Tuesday, December 2, 2025

US Tariff Deal With PH ‘Unfair, Disappointing’

WHILE OFFICIALS OF the Marcos administration are playing safe over the Trump administration’s lopsided tariff deal with the Philippines, former Philippine Ambassador to the US Jose Lampe Cuisia Jr. did not mince words and outrightly branded it as  “disappointing and unfair” to Filipino exporters.

Cuisia, who served as 7th Governor of Bangko Sentral ng Pilipinas (1990 to 1993) and Philippine Ambassador to the United States (2011 to 2016), said that the deal—negotiated during the meeting between President Ferdinand Marcos Jr. and US President Donald Trump in Washington DC—resulted in higher tariffs for Philippine goods, while other countries like Vietnam secured better terms.

“Vietnam, a former enemy, saw its tariffs drop from 46 percent to 20 percent. Ours went up to 19 percent. How can we say we got a good deal?” Cuisia told Business Mirror at the sidelines of the Asian Forum on Enterprise for Society yesterday Tuesday. The 20 percent tariff on Philippine goods took effect last August 1, 2025.

PH EXPORTERS HURTING

Cuisia warned that the increased tariffs are already hurting Philippine exporters. Local businesses are losing contracts to competitors from countries with lower tariffs, and some may be forced to shut down.

“Exporters are very concerned. They’re losing contracts and may eventually close,” he said.

From how the former envoy to the US sees it, Philippine negotiators missed a key opportunity to use the country’s strategic value in talks. The Philippines currently hosts nine Enhanced Defense Cooperation Agreement (Edca) sites used by the US military.

“We should have used the Edca sites as leverage. That’s a missed opportunity,” Cuisia said. 
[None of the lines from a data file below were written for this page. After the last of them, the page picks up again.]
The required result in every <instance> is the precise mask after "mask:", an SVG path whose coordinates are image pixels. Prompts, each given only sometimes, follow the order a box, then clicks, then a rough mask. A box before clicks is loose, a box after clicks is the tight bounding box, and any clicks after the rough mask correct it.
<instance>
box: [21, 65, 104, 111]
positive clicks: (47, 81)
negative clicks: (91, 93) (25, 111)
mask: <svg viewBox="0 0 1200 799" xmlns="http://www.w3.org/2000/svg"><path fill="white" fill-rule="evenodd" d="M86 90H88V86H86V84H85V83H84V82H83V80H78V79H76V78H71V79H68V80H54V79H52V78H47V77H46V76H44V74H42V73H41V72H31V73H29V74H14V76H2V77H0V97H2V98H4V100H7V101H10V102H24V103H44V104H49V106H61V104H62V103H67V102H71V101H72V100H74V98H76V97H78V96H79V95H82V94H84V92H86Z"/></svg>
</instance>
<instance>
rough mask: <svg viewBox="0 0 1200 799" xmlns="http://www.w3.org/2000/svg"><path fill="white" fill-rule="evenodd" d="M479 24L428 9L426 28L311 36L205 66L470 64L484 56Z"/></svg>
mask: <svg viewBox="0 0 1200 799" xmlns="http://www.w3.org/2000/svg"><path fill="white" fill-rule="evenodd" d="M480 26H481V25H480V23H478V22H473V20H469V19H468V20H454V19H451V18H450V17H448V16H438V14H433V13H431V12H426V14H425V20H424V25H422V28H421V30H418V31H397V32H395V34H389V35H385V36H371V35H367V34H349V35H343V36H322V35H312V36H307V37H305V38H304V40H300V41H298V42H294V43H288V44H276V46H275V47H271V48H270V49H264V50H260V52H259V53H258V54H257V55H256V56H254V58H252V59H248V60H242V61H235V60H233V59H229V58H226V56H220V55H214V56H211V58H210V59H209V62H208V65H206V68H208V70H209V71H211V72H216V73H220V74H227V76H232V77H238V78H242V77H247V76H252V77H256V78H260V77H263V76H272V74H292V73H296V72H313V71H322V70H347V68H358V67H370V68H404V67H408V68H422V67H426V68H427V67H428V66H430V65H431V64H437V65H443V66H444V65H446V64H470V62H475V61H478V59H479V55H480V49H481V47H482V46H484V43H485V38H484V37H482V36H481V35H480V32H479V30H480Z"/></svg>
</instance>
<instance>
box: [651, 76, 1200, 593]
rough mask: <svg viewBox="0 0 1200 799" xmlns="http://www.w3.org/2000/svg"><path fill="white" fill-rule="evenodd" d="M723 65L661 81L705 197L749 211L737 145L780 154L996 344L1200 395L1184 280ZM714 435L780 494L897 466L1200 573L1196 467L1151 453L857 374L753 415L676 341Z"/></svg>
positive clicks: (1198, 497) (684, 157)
An earlier study of the Philippine Institute for Development Studies showed that the Philippines gained the least in ASEAN in US tariffs.

Cuisia surmised that the cancellation of a $5.5-billion deal to purchase F-16 fighter jets may have affected the outcome of the trade negotiations.

“While I was ambassador, we were offered a squadron of F-16s. The Armed Forces declined it due to high maintenance costs. Later, they planned to buy new jets—then canceled. That may have had an impact,” he said.

MILITARY AID VS. IMPACT

Although the US provided $500 million in military assistance to the Philippines, Cuisia emphasized that economic support is lacking.

“We appreciate the defense aid, but the tariffs are damaging our economy,” he said. 

Cuisia also questioned the strength of the US’s “ironclad” commitment to defend the Philippines under the Mutual Defense Treaty.

“That remains to be seen. US foreign policy is unpredictable,” he said.

Ambassador Cuisi finished his Masters in Business Administration-Finance at The Wharton School, University of Pennsylvania in 1970 as a University Scholar.